Boş beslenme çantalarının sessiz tanıklığı

“Bir çocuğun açlığı, yalnız midesini değil; vicdanları da doyurmayan bir sistemin utancıdır.”

Geçtiğimiz günlerde sosyal medyada paylaşılan bir video, eğitim sistemimizde yıllardır halının altına süpürülen bir yaraya ışık tuttu. Bursa’da bir okulda görevli olduğu öğrenilen bir öğretmenin, sınıfındaki öğrencilerin beslenme çantalarını tek tek göstererek çektiği video hem büyük tepki topladı hem de bir soruşturma sürecini beraberinde getirdi.

Ancak bu olay, yalnızca bir öğretmenin kişisel hatası ya da etik dışı davranışı olarak ele alınamayacak kadar derin bir toplumsal meseleyi gözler önüne serdi: Milyonlarca çocuğun yaşadığı yoksulluk ve bunun eğitimdeki yansımaları.

Elbette ki çocukların beslenme durumlarının sosyal medya üzerinden paylaşılması, ciddi bir mahremiyet ihlalidir.
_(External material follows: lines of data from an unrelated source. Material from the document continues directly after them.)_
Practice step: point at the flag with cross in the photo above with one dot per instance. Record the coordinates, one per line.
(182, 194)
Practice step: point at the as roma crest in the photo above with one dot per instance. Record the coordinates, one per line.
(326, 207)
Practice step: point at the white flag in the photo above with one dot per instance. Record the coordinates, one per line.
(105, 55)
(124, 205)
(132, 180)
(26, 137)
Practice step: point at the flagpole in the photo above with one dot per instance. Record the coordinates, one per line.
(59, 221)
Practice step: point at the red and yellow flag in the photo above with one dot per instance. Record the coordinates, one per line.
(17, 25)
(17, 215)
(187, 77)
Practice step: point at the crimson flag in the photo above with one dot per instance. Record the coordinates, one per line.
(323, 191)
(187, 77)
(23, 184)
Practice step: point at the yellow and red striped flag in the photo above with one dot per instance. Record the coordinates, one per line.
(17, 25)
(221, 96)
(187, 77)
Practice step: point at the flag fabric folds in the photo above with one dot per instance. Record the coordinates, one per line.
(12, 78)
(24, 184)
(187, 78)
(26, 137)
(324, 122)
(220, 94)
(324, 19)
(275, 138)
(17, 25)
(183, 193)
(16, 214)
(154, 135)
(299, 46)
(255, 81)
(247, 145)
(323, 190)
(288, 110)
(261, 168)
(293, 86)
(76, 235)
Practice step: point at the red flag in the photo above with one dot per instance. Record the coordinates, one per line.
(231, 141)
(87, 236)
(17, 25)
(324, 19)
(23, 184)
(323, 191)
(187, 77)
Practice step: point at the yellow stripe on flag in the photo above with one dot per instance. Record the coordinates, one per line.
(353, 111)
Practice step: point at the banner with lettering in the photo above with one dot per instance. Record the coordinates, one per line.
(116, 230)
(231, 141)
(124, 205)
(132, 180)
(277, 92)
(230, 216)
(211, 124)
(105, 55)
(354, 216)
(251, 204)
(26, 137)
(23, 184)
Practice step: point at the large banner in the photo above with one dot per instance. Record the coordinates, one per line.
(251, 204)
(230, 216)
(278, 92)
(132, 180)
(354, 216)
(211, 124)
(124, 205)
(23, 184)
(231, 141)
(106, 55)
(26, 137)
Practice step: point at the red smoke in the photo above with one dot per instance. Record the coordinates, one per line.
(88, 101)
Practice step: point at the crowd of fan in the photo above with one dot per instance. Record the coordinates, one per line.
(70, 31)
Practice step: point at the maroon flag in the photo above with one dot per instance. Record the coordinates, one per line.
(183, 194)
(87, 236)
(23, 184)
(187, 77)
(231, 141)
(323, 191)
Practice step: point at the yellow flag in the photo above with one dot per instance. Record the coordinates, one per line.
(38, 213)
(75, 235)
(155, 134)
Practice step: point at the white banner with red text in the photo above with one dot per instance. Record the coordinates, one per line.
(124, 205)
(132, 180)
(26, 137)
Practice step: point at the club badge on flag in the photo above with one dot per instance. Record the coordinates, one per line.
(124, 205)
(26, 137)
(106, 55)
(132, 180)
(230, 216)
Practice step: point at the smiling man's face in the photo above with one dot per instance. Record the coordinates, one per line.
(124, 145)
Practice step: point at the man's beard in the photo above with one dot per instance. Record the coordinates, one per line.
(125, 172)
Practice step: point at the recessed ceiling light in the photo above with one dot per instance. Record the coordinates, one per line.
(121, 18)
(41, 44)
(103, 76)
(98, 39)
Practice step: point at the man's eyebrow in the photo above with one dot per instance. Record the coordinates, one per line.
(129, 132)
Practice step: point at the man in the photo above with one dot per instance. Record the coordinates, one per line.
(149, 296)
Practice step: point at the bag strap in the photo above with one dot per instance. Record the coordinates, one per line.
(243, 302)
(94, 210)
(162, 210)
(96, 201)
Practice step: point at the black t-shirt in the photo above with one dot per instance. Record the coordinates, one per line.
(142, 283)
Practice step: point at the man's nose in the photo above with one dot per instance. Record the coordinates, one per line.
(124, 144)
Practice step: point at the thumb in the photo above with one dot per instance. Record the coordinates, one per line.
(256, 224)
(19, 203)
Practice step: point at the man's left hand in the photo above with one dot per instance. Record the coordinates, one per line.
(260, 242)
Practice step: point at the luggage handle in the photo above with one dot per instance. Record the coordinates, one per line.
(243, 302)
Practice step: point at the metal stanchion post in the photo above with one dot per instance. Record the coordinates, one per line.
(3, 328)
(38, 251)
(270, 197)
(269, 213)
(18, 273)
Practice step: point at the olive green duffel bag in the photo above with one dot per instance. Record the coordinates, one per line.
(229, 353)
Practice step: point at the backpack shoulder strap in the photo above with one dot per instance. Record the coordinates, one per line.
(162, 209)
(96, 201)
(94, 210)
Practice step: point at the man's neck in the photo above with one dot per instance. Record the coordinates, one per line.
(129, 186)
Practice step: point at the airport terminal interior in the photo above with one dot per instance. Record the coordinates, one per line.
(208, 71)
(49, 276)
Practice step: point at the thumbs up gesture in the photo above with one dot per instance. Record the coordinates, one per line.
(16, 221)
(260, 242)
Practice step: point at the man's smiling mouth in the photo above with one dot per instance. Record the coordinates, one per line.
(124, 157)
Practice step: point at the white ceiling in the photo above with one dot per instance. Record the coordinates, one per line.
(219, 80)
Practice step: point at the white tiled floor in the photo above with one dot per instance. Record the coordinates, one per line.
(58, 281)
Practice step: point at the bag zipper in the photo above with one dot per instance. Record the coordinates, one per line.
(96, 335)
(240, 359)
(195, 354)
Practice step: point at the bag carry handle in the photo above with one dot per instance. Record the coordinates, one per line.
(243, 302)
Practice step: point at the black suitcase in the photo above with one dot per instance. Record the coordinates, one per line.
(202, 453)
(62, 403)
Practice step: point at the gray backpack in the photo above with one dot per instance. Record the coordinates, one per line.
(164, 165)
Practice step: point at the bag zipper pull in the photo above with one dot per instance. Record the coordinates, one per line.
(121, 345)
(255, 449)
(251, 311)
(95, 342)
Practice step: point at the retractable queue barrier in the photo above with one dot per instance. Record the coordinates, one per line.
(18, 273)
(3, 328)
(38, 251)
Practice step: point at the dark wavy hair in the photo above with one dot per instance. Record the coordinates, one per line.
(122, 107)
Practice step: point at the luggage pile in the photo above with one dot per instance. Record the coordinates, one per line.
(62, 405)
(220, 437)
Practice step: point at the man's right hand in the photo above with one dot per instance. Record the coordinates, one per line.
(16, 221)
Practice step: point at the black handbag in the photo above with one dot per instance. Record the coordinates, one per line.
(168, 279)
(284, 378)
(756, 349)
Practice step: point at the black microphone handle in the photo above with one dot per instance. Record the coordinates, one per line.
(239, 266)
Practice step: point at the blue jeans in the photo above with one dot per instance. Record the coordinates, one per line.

Bu tür paylaşımlar, çocukların özel hayatlarına doğrudan müdahale anlamına gelir ve hem yasal hem etik boyutlarıyla pedagojik sorumlulukla bağdaşmaz. Hele ki çocukların ekonomik durumları gibi toplum nezdinde hassasiyet taşıyan bir mesele üzerinden görünür kılınmaları, onların kişilik gelişimlerine zarar verebilecek nitelikte bir travma yaratabilir. Zira yoksulluk, hiçbir çocuğun utanacağı bir durum değildir; utanması gereken, bu yoksulluğu görüp de çözüm üretmeyen sistemin ta kendisidir.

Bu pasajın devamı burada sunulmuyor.